5. If you'd like to better understand what that means, please read Peggy McIntosh's seminal piece "Unpacking the Invisible Knapsack", linked for your convenience here: 
White Privilege

6. If you begin a statement with the words, "I'm not racist, but ______", please note that anything following the word "but" is pretty much guaranteed to be racist or at the very least, racially insensitive. If you're truly not saying anything offensive, you don't have to qualify it as such. Please think carefully when making statements you feel necessary to justify preemptively.

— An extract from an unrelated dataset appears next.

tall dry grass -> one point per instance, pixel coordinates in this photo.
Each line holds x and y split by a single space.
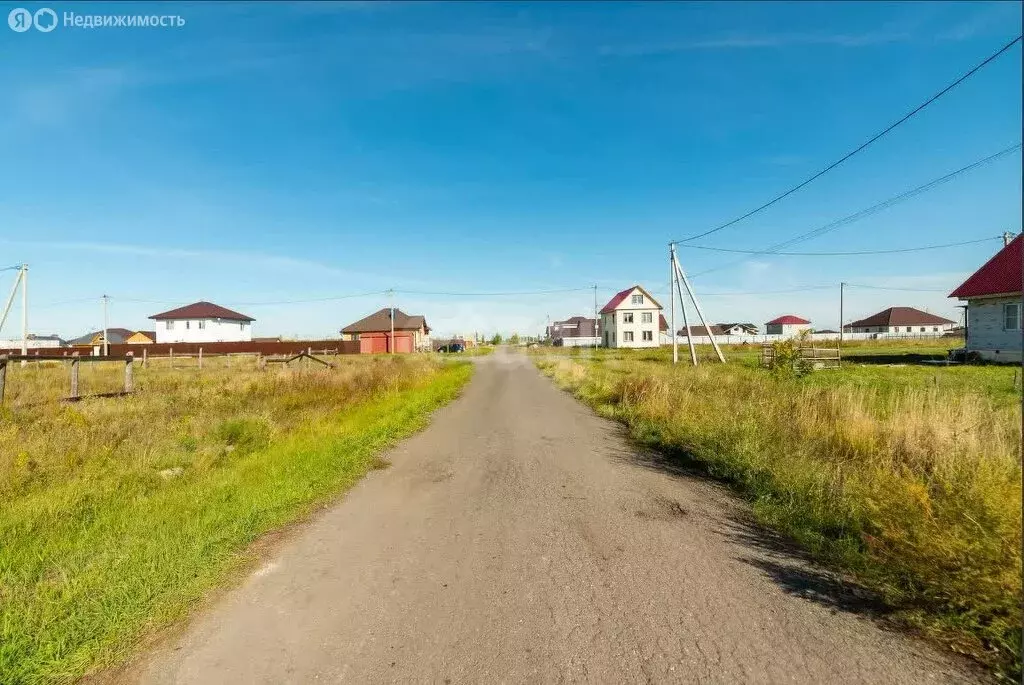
914 490
119 513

7. Having a black friend does not automatically exempt you from being racist. It's nice that you have a black friend, and you might also actually not be racist. But those things are not mutually exclusive. It is not a way to justify whatever you might have said. See #6.

8. Being friends with a black person, or even a whole lot of black people, does not give you carte blanche to casually (in conversation, when addressing a person, or even when singing/rapping along to a song) use the N word. White men seem more likely to feel entitled to this terminology when addressing their black (or even white) male friends than women do. Regardless, I don't advise it. It simply isn't our word. In my personal opinion, there are no circumstances under which it is ever appropriate for white people to use it, and that includes the reappropriated version that ends in an "a" sound rather than an "er". Regardless of pronunciation, that word has an ugly historical context that should prohibit it from ever crossing your lips as a white person.

9. "Why can black people say it and I can't?" is not a sound question. The answer is: because everything. Please revisit all of the above, and also history.

10. When you accuse a person of color of "playing the race card", the presumed intent is to discredit their self-report of their lived experience, (which you will never share) and to let yourself off the hook for understanding it. If that is not your intention, please stop using this phrase. It's rude and lazy. Come up with another way to say, "I don't understand how this relates to race or could be perceived as racist." Nobody is going to be surprised to learn that you don't understand it, because white people never really have to wonder whether x or y outcome/treatment/action was racially-motivated. Because white privilege. 

11. I don't think you're stupid if any of this is new to you, or even if you disagree with some of it. Again, I am merely stating my opinions in the hopes that it will help ease some of the tension that's been spilling over due to the events in Ferguson of late. Please note that I am not an expert on race nor am I exempt from grappling with my own conscious and unconscious biases. I have had to ask a lot of questions and feel pretty uncomfortable, over many years, in order to even come to the rudimentary understanding I have of what some of this is really about. There are all kinds of things I don't know, and like anyone, I always have something more to learn. It is okay to not know something. It is okay to ask questions. It is okay to be ignorant, so long as you are making a sincere effort to understand and be educated. I hope this helps.